間章 ボールス卿――ロバート・ウィルソン(21歳)の独白(2)

 運命……そう、運命ですね…と独り言のように呟くと、彼は唐突に、ボールス卿―ボールス・ド・ゲイネスという人物をご存知ですか? と訊いてきた。


 突然のことに、最初、僕はなんのことを言っているのかさっぱりわからず、誰ですかそれは? と尋ね返した。


 するとカウンセラーは、アーサー王の円卓の騎士の一人ですよ。ガラハッド卿、パーシヴァル卿とともに〝聖杯の探求〟を成功させた三人の内の一人でもありますと、ポカンとした顔で訝しむ僕を他所に、後に僕の運命を左右することになるその人物ついての説明をおもむろにし始める。


 聞いてる内に、そういえばアーサー王の聖杯探求の物語の中でそんな人物もいたような気もしてきたが、僕はアーサー王伝説についてそれほど詳しくないので、初めて聞く話とほとんど変わりはない……いや、本当はこの現世において初めて〝思い出した〟というべきなのだろうか?


 彼の話にようと、そのボールス卿という騎士は次のような人物であるらしい……。


 サー・ボールス……父親はブリテン諸国の王達が反乱を起こした際にアーサー王に味方したガリア(※現在のフランス)のボールス王で、ランスロット卿とは従兄弟の間柄にあり、父親と混同しないように〝ボールス・ド・ゲイネス〟と呼ばれることもある。


 物語においてはアーサー王のローマ遠征の時期から登場しており、円卓の騎士としてはなかなかに古参である。

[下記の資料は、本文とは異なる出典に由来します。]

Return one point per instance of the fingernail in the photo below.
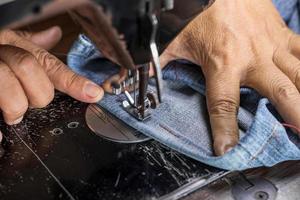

 ローマ遠征後、物語の主役がアーサー王から円卓の騎士達に移ると放浪癖のあるランスロット卿を探し回るような形でたびたび登場し、グウィネヴィア王妃からはランスロット卿のことでその都度、相談を受けるくらい、かなり頼りにされていたようだ。


 また、アグラヴェイン卿らの襲撃から逃げ出したランスロット卿がボールス卿のところへ駆け込んだり、あるいは負傷したランスロット卿が従者のラヴェイン卿にキャメロットへの使いを頼む際、「ボールス卿を尋ねろ」と指示するなど、ランスロット卿からも信頼されている。


 むしろ、ランスロット卿は弟であるエクター・ド・マリス卿よりもボールス卿を頼っているとすら言えるほどだ。


 また、聖杯探求においては、他の円卓の騎士達が悉く失敗する中、ガラハッド卿やパーシヴァル卿のような活躍はしないものの、彼らとともに旅をして、ついに聖杯に到達することに成功している。


 しかもその後、ガラハッド卿、パーシヴァル卿は相次いで亡くなってしまうが、ボールス卿だけは聖杯に到達した騎士の唯一の生き残りとしてアーサー王の宮廷に帰還し、事の顛末を報告しているのだ。


 物語の終盤、ランスロット卿とアーサー王の対立により内乱が始まるとランスロット卿派につき、アーサー王を落馬させ、命を取る寸前にまで追い込むほどの活躍を見せている。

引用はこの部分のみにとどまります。